In an interview for the BBC Sinhala service, President Sirisena said the government had requested the UN to have faith in a domestic process.
“No, we have made a clear statement requesting them to have faith on our domestic investigation,” he said in response to a whether the government would allow external investigators.
“What we can do is to take UN's opinions in to consideration and strengthen the domestic mechanism accordingly. Therefore I don't think that we need anyone from outside to conduct the investigations. But of course, we can obtain their ideas to make our work more effective.”
The president said it “was a victory” to gain the international community’s consent for conducting a domestic inquiry, when looking at the nature of the war crimes allegations.
“When we consider the accusations that were made about the alleged human rights violations occurred in the last phase of the war, I think it is a victory that we succeeded in gaining the consent of the international community for a domestic mechanism,” he said.
Mr Sirisena also dismissed the No Fire Zone documentary, which was recently released in the Sinhala language, despite admitting he hadn’t yet watched it.
“I think we have to reject those things. I don't believe such things. Because we have questions regarding how they obtained all this information to change the situation in our country and to mislead the international community about the situation. Therefore I cannot comment on the content of the film as I haven't seen this film yet and don't even know what it contains. So I will only be able to comment on this after watching it.
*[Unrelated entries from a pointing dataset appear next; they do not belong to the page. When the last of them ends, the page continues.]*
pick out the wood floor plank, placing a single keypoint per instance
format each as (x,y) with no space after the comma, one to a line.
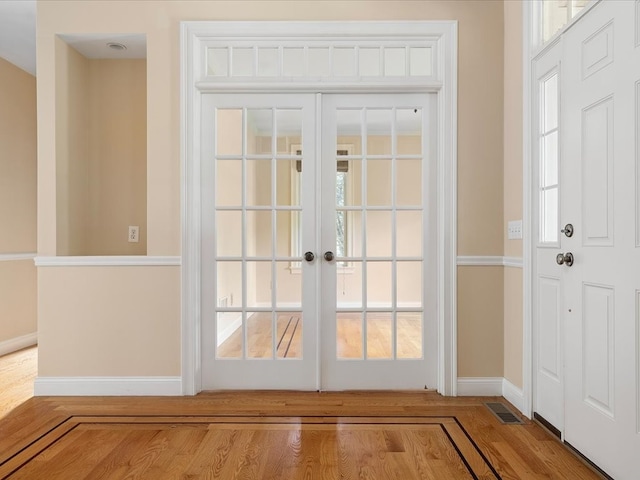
(279,434)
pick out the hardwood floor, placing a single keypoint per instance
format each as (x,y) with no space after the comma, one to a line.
(273,435)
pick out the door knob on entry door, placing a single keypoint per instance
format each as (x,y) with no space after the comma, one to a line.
(565,258)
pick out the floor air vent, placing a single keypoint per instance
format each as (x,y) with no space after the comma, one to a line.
(503,413)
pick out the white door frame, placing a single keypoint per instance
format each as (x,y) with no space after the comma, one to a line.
(440,77)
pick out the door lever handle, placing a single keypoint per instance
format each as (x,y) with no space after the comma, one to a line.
(565,258)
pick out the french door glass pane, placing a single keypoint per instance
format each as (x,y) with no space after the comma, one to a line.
(289,335)
(349,335)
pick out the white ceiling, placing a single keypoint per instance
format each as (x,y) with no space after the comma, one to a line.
(18,38)
(18,33)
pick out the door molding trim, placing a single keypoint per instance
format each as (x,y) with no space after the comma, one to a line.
(440,36)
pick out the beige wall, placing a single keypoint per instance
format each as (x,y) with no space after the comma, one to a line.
(117,156)
(480,150)
(17,201)
(109,321)
(513,293)
(101,136)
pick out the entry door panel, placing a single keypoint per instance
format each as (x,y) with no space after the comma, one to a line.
(259,298)
(602,71)
(378,308)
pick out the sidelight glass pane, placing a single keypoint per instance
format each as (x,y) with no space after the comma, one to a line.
(379,233)
(379,284)
(289,131)
(379,131)
(229,131)
(259,233)
(259,131)
(289,335)
(550,103)
(550,160)
(259,335)
(379,335)
(409,182)
(349,126)
(349,335)
(409,335)
(229,338)
(549,215)
(229,183)
(229,227)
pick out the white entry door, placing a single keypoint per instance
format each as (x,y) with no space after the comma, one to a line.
(600,160)
(317,227)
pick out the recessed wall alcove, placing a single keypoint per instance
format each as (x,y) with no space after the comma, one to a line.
(101,144)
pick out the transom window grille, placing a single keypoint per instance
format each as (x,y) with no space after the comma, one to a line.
(272,62)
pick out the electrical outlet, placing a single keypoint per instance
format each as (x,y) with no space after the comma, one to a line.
(514,230)
(134,234)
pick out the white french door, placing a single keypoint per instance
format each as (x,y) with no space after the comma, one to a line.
(378,295)
(317,214)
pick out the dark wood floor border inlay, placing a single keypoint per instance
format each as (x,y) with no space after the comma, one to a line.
(52,436)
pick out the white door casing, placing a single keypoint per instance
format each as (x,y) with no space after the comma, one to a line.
(208,66)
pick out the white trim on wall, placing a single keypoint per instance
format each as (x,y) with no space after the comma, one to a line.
(107,386)
(109,261)
(480,386)
(489,261)
(18,343)
(12,257)
(514,395)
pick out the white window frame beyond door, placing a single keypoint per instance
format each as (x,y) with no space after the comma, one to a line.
(208,65)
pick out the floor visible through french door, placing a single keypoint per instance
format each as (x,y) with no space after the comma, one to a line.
(318,244)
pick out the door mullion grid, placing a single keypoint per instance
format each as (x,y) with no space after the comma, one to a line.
(363,189)
(394,230)
(245,115)
(274,247)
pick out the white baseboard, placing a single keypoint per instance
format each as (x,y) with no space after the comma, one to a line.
(107,386)
(514,395)
(480,386)
(18,343)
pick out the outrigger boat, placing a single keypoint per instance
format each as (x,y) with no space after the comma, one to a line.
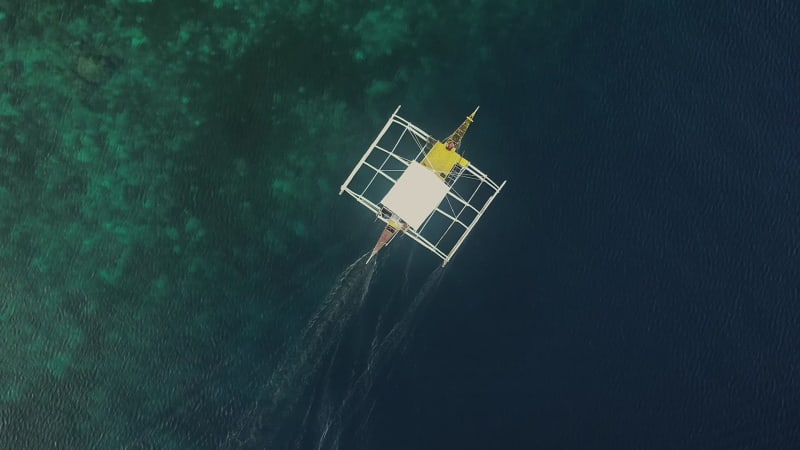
(427,189)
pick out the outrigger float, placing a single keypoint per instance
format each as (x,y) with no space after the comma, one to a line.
(427,189)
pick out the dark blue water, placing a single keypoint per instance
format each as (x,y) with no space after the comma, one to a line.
(637,285)
(177,271)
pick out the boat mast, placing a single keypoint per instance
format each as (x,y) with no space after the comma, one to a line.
(455,138)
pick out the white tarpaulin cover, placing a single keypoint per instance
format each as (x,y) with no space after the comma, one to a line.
(416,194)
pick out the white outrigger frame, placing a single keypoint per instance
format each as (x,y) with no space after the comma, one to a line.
(424,142)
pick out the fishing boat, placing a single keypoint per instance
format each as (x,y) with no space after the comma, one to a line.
(421,187)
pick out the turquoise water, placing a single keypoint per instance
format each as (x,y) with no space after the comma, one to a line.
(177,270)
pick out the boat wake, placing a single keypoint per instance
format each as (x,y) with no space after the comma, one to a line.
(321,395)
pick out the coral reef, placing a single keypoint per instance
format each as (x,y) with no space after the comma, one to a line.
(158,160)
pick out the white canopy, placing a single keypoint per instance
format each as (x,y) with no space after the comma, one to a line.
(417,193)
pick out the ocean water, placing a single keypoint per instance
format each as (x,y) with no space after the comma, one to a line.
(179,273)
Apart from that, when consider what was there earlier, I totally reject such things.”
Please see a translation of the full interview by JDS here.
Speaking to the BBC World Service on Thursday, Tamil Guardian editorial board member Thusiyan Nandakumar said "given Sri Lanka's long and torturous history of failed commissions, criticised by human rights groups worldwide - Amnesty International called it '20 years of make believe' - there is a deep and justified scepticism with any sort of domestic process."
"The Tamil people themselves have been very clear that they have no hope for justice under a domestic mechanism," he further added. "Tamil hopes now as we’ve seen with the recent spur in protests, rests with the international community… International pressure has been key to driving events forward in Sri Lanka."